Because the body of A lambda expression can be regarded as an anonymous inner class, it needs to be final to access external local variables. From the perspective of thread, it means that the local variable is A thread (assumed to be called thread A), and the body of lambda expression is another thread (thread B). When thread A ends, thread B must access the data of thread A, which is definitely not possible. Therefore, the variables in thread B are not actually pointing to the variables in thread A, but copying one, so it must be ensured to copy out The data can't be changed.

Method reference

Another convenient place for lambda expression is method reference, which can be directly used in the form of class name:: method name.

for example

//Static method
//Common methods for objects
//Construction method

The usage of compound lambda expression

lambda expressions can also be chained, with logical judgments of and or not (negate, and or)

//call chaining
Predicate<Apple> notRedApple = redApple.negate();
Predicate<Apple> redAndHeavyApple =
 redApple.and(a -> a.getWeight() > 150);
Predicate<Apple> redAndHeavyAppleOrGreen =
 redApple.and(a -> a.getWeight() > 150)
 .or(a -> "green".equals(a.getColor())); 

Function composition

Function function interface provides two methods for continuous operation of data, and then and compose methods.

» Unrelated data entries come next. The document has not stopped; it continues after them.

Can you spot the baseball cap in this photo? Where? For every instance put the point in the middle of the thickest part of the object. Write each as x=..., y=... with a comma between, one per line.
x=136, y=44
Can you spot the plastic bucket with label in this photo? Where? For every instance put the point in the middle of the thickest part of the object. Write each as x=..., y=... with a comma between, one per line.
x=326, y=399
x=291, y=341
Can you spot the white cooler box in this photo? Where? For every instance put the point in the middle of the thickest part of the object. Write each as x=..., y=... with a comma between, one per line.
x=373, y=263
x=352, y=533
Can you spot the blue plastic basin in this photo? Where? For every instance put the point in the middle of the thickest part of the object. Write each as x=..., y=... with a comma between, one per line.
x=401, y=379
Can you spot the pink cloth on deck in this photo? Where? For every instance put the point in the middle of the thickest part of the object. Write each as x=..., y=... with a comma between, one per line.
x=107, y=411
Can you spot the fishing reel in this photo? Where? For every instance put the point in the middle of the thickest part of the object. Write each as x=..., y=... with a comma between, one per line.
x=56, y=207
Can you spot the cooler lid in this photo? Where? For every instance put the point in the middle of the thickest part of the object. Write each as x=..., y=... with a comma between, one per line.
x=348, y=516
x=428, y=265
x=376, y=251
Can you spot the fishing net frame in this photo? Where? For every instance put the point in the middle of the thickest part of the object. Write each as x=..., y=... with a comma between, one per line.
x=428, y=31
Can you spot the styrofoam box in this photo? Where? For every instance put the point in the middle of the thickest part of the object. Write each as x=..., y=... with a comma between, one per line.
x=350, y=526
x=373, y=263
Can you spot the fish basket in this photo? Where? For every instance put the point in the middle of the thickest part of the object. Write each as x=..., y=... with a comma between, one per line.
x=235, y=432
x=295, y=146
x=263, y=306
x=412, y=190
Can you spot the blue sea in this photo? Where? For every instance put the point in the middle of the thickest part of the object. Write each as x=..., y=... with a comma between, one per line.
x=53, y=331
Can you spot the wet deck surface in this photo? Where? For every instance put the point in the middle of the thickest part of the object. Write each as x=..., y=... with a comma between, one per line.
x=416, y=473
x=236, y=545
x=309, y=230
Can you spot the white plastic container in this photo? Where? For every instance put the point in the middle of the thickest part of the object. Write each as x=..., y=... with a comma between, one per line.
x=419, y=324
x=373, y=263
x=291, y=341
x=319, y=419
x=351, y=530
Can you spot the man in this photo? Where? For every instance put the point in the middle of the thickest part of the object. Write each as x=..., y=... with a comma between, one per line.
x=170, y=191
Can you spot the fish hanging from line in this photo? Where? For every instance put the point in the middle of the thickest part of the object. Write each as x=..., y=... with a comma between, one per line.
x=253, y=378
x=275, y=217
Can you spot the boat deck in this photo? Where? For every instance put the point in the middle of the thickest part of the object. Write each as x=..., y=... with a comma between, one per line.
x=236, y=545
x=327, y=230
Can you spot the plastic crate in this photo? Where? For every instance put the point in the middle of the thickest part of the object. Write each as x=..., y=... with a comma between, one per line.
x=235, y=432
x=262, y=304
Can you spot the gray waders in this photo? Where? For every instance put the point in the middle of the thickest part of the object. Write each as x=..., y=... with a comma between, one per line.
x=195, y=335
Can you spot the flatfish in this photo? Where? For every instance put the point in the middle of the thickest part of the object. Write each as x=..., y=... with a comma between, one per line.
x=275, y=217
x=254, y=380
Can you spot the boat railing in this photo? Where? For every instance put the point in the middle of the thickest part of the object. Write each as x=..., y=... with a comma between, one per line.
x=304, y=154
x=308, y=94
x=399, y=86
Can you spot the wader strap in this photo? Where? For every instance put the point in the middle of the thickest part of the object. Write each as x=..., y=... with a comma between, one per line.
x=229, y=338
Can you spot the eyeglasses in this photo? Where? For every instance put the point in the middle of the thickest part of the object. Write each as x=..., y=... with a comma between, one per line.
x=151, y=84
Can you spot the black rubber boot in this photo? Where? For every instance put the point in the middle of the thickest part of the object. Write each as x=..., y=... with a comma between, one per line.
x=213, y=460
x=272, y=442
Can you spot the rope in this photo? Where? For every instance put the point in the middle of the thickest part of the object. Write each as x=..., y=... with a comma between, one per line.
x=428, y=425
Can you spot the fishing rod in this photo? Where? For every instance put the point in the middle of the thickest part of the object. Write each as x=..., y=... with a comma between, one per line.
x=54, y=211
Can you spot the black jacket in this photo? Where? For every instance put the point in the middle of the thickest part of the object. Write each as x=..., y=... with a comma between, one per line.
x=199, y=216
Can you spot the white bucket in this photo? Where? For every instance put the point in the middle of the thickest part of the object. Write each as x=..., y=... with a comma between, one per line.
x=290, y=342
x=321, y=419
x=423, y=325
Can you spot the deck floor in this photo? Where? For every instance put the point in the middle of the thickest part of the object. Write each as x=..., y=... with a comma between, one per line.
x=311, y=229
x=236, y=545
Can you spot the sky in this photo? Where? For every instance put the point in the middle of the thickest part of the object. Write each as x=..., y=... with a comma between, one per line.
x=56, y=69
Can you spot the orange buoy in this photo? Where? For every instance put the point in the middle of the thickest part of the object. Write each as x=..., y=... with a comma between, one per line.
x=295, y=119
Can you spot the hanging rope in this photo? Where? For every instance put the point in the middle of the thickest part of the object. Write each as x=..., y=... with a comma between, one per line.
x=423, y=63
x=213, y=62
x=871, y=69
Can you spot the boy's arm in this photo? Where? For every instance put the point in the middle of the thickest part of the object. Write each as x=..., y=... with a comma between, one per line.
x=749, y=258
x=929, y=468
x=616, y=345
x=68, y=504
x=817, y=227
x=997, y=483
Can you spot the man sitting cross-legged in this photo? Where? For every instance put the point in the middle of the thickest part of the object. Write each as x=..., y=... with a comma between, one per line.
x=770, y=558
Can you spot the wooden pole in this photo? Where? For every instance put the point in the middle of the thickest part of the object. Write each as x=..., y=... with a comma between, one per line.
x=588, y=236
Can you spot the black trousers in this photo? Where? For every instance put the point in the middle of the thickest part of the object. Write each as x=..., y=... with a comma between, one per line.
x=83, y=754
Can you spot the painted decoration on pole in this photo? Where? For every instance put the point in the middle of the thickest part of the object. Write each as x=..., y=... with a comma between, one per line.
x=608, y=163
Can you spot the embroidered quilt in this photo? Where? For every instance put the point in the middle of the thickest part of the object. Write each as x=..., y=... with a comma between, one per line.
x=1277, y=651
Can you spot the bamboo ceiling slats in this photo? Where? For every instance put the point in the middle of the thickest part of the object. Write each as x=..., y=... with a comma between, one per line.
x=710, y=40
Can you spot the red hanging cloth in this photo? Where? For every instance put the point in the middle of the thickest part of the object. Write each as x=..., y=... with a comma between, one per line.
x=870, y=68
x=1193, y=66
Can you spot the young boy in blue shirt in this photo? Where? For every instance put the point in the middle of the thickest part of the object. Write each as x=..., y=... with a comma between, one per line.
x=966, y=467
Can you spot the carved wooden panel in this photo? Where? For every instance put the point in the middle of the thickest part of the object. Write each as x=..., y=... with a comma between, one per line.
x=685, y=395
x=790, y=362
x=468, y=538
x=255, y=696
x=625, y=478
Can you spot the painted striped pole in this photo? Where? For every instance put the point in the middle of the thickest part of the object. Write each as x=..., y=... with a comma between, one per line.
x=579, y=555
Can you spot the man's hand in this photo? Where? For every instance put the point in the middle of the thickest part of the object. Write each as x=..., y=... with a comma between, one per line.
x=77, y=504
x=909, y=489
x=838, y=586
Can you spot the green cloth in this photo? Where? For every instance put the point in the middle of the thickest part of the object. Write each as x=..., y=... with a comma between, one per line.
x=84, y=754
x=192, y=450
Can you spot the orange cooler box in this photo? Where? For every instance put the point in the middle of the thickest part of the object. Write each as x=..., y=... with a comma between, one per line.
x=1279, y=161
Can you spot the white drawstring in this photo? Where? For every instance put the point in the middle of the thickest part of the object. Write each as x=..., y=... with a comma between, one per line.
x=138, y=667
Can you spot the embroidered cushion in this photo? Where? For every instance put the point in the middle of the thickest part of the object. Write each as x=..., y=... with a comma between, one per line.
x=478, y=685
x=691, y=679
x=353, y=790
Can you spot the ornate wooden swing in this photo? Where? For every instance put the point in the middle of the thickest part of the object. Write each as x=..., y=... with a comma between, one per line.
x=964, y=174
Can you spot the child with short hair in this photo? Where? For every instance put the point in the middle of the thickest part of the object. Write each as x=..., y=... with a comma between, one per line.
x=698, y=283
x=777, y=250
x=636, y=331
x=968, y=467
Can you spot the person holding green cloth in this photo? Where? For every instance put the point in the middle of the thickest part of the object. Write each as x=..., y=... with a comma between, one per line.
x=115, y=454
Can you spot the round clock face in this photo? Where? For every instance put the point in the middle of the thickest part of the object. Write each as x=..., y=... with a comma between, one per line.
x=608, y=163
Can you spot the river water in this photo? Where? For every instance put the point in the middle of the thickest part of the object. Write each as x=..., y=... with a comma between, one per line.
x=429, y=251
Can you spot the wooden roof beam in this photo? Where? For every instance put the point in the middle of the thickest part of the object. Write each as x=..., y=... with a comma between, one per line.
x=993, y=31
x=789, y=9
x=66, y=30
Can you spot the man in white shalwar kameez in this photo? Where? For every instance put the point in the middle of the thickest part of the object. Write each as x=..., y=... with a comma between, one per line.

Function<Integer, Integer> f = x -> x + 1;
Function<Integer, Integer> g = x -> x * 2;
Function<Integer, Integer> h = f.andThen(g);
int result = h.apply(1);
//Output 3 = = >) (1 * 2) + 1

The andThen method is equivalent to executing the f function first and then the g function.

Function<Integer, Integer> f = x -> x + 1;
Function<Integer, Integer> g = x -> x * 2;
Function<Integer, Integer> h = f.compose(g);
int result = h.apply(1); 
//Output 4 = = > 1 + 1 * 2

The compose method is equivalent to executing the g function first and then the f function.


Next, we will sort out the relevant knowledge points of the flow, and others (inject knowledge such as optional, new time tools, default methods, etc.).